Borges became increasingly dependent on his mother's assistance as his eyesight faded. When he was no longer able to read and write (he never learned to read Braille), his mother, to whom he had always been close, became his personal secretary. Borges resigned as president of the National Library immediately after Perón returned from exile and was re-elected president in 1973.

H. R. Hays's 1943 anthology of Spanish American Poets included eight of Borges' poems. In the August 1948 issue of Ellery Queen's Mystery Magazine, translated by Anthony Boucher, "The Garden of Forking Paths" was one of the first Borges stories to be translated into English. Although several other Borges translations appeared in literary journals and anthologies in the 1950s (and one of the science fiction magazine Fantastic Universe appeared in 1960), his international success dates back to the early 1960s.

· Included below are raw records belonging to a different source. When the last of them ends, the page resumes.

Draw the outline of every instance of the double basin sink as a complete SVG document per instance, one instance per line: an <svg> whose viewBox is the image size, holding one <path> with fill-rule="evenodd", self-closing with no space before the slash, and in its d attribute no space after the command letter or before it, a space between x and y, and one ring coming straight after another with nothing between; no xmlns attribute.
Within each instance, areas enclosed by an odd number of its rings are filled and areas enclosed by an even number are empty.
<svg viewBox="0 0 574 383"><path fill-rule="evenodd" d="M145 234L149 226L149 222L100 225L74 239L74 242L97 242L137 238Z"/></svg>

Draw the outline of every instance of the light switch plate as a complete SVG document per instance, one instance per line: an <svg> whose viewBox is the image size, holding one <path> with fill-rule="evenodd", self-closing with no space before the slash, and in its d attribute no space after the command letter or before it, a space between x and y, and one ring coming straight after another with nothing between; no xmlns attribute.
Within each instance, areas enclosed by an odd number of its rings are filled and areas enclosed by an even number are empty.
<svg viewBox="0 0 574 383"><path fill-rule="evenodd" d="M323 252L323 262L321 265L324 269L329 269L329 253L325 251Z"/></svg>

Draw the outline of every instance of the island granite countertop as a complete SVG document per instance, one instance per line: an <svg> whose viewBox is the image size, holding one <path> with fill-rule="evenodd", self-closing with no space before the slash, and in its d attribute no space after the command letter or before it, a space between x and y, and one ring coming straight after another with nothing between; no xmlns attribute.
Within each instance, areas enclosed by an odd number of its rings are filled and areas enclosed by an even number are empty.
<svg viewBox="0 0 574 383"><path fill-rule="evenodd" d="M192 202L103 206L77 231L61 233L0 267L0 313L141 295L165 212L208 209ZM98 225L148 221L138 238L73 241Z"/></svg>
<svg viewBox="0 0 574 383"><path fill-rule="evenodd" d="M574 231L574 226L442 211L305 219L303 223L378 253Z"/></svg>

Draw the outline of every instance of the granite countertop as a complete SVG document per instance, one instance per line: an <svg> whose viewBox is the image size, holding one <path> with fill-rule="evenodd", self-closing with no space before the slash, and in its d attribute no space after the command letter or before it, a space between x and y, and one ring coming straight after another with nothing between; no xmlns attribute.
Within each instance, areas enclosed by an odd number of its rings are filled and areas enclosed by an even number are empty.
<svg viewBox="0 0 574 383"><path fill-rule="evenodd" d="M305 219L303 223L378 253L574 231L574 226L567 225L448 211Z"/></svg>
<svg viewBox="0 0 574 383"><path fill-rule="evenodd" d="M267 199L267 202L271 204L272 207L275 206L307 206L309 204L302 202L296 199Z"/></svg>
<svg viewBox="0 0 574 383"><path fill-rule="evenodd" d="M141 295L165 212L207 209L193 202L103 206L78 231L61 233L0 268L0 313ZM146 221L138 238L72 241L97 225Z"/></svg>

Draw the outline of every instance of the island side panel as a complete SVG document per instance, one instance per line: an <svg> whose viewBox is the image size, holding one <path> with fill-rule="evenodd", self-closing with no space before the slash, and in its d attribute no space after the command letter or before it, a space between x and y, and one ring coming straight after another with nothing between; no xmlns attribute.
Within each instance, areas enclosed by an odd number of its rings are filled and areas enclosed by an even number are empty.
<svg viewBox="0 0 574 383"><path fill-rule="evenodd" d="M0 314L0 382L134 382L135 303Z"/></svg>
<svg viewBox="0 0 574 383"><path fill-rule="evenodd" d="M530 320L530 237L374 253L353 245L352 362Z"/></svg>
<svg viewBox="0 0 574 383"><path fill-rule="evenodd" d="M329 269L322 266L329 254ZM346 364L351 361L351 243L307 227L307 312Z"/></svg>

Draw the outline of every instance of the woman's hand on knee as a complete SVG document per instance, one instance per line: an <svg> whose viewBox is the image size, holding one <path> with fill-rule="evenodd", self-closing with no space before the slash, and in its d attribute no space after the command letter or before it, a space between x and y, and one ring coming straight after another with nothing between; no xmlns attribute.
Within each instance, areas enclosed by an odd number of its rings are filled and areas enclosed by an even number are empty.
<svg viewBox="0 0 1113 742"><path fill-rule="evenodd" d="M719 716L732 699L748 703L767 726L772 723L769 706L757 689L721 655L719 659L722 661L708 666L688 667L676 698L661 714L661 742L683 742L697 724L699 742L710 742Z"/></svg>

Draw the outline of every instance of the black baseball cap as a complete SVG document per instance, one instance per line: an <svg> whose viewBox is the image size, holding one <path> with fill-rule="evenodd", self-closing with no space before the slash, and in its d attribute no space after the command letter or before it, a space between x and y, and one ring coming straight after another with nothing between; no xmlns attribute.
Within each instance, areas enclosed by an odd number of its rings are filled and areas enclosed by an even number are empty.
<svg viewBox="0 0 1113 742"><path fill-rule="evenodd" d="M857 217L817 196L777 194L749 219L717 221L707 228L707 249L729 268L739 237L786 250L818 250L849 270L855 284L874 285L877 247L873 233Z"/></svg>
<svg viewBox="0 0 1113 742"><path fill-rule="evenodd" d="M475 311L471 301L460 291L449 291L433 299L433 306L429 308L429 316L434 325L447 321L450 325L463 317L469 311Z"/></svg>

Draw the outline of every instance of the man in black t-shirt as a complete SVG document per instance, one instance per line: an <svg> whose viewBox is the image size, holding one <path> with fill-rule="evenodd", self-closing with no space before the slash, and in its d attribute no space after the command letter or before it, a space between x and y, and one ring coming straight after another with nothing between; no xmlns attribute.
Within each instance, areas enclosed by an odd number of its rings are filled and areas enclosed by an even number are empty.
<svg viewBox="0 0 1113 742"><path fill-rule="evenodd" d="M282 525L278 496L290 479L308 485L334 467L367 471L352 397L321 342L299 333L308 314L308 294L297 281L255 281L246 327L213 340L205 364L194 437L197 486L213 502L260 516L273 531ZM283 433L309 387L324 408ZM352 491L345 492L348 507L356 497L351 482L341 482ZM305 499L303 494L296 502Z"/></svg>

Borges shared the first Prix International in 1961 with Samuel Beckett. Although Beckett had a well-known reputation in Europe and America, Borges had been relatively unknown and untranslated in the English-speaking world, and the award sparked a lot of curiosity in his work. Borges Commendatore and the University of Texas at Austin were recruited for one year to the Tinker Chair by the Italian government. This resulted in his first lecture tour in the United States. By New York presses, two major anthologies of Borges' writings were published in English: Ficciones and Labyrinths. Borges began lecturing tours of Europe last year. Several honors continued to accumulate over the years, including a special Edgar Allan Poe Award from the Mystery Writers of America (for distinguished contribution to the mystery genre) (1976), the Pablo de Cervantes Prize (all 1980), the French Legion of Honour (1983), and the Diamond Konex Award for Literature Arts as the country's most influential writer in the last decade.

Borges began a five-year relationship with American translator Norman Thomas di Giovanni, who became more well-known in the English-speaking world in 1967. Borges' fame was owing to his writing with multiple languages in mind and deliberately using Latin words as a bridge from Spanish to English, according to Di Giovanni.

Borges continued to publish books, one of which El libro de los seres imaginarios (Book of Imaginary Beings, 1967, co-written with Margarita Guerrero), El informe de Brodie (Dr. Brodie's Report, 1970) and El libro de arena (The Book of Sand, 1975). He lectured a lot. (Nine Dantesque Essays) Many of these lectures were anthologized in volumes such as Siete noches (Seven Nights) and Nueve ensayos dantescos (Nine Dantesque Essays).

His presence on campus at the University of Virginia (UVA) in the United States in 1967 inspired a group of students, one of whom was Jared Loewenstein, who would later become the director and curator of the Jorge Luis Borges Collection at UVA, one of the country's biggest repositories of records and manuscripts related to Borges' early works. He went from Athens, Greece, to Rethymnon, Crete, where he was awarded an honorary doctorate from the University of Crete's School of Philosophy.

Borges married Elsa Astete Millán, a recently widowed Elsa. His mother, who was 90 and awaiting her own death, needed someone to care for her blind child, according to friends. The marriage lasted less than three years. Borges and his mother, with whom he lived until her death at the age of 99, moved back in with her mother after a judicial separation. He died alone in the tiny apartment he shared with her, cared for by Fanny, their housekeeper for many decades.

Borges travelled around the world from 1975 to the time of his death. Mara Kodama, an Argentine woman of Japanese and German origins, was often brought along on these journeys by his personal assistant Mara Kodama. He married her via an attorney in Paraguay in April 1986, just months before his death, in what was then a common tactic among Argentines trying to escape the Argentine laws on divorce. Borges, who wrote on his religious beliefs, said he was an agnostic: "Being agnostic means all things are possible, even God, including the Holy Trinity." "Everything" in this world is so strange that it can happen or not happen." Borges' English Protestant grandmother was taught to read the Bible by his Protestant grandmother, and he prayed the Our Father each night because of a promise he made to his mother. He died in the presence of a priest.